Wednesday 12 September 2012

Smoothing Skin - The Big Fail In Photoshop

Smoothing skin, airbrushing, making wrinkles disappear... How much of these is OK and how much is too much? Where do we draw the line when we retouch the photo?
Let me go back a little bit and tell you what got me literally enraged. First of all I love photography because when I do things right I get a positive reaction in people that I've never even met before. It's the thing that provides perpetual energy for me - as long as I make people happy with my skills they will keep making me happy back and I will go on taking nice photos. Second, capturing a certain moment requires knowledge, practice, skill and trusting your gut. Taking great photos does not require any Photoshop skills, however Photoshop requires nice big files that can be edited and retouched to look more enticing and interesting to the eye.
Having all this in mind, I keep looking at online galleries of portraits, wedding shots, advertisements and what not photos of people and keep getting disappointed. I see all the pretty colors, nice composition and, to my disgust, the flat, toneless, poreless skin!
Here's some advice on taking photos so you won't have to retouch too much:
  1. Set your lights properly. This means that you should watch for shadows and burns on the skin.
  2. Set the exposure right.
  3. Set a proper ISO. This will give you less grains in the shadowy areas so you won't have to fix that later and lose skin detail there.
  4. Make sure you use a good angle so you won't show too much of any skin imperfections.
The general idea is to take a photo at optimum conditions so we won't have to spend hours airbrushing and trying to recover or hide what we didn't do right with the camera.
Once we get there and load the photos into our editing software here's what I'd suggest:
  1. Do NOT blur it all out!
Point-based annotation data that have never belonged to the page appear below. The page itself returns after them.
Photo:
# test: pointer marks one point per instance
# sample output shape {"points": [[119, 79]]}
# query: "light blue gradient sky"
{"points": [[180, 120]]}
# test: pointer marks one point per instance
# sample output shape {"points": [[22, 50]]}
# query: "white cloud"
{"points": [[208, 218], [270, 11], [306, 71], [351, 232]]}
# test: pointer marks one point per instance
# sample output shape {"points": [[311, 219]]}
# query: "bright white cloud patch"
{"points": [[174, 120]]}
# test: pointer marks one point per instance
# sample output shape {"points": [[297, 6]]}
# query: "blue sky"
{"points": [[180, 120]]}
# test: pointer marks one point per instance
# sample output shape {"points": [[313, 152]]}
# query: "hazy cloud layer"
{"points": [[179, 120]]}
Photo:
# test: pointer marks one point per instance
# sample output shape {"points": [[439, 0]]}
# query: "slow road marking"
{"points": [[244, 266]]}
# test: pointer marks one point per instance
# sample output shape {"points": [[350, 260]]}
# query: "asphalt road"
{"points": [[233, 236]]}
Not even newborn babies have porcelain skin.
  2. Leave some pores. Skin has pores and they are everywhere! This is what skin is all about.
  3. Do not sharpen the eyes in exchange for blurring the face. This will make the blurring look even worse.
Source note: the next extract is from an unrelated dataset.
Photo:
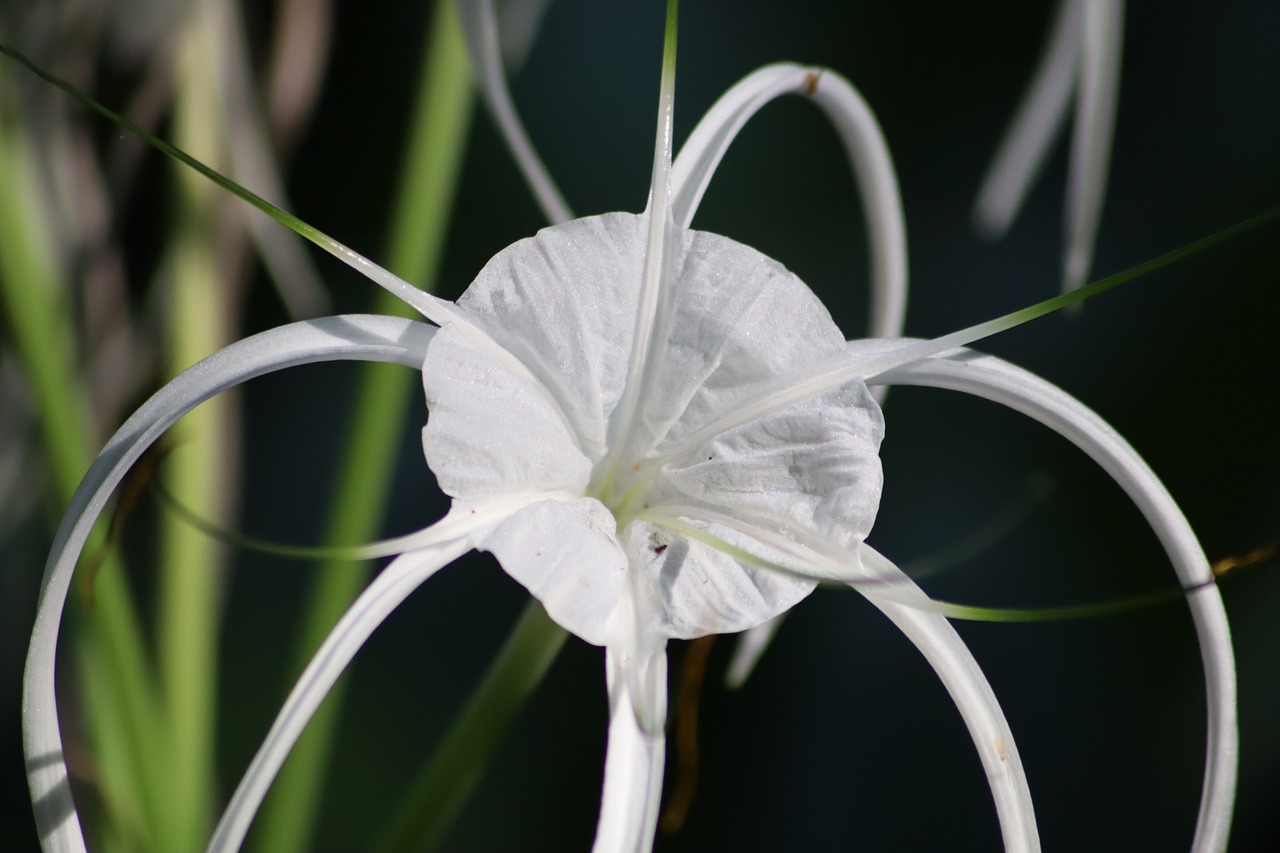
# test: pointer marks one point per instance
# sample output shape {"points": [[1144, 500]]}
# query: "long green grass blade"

  4. If you soften the image then soften the entire photo. If you are sharpening some areas make them look natural
  5. Think about what's aesthetic and not about what's smooth.
I had to write about this because I saw a wedding photo where the husband had his 5 o'clock shadow (no retouch there) and the wife was pale and smooth as porcelain. Come on, who are we fooling? People know what they look like and photographers can't fix that. We can only fix what the photos are like. Let's try and stay real and not cross the thin line between smoothing and wiping. Of course, if our models asked us to wipe their faces clean from pores and wrinkles and we get paid for that... but that's a different story.

Think of a great idea, do a nice setup of lights, find a nice spot... all the rest is less than significant or a matter of chance.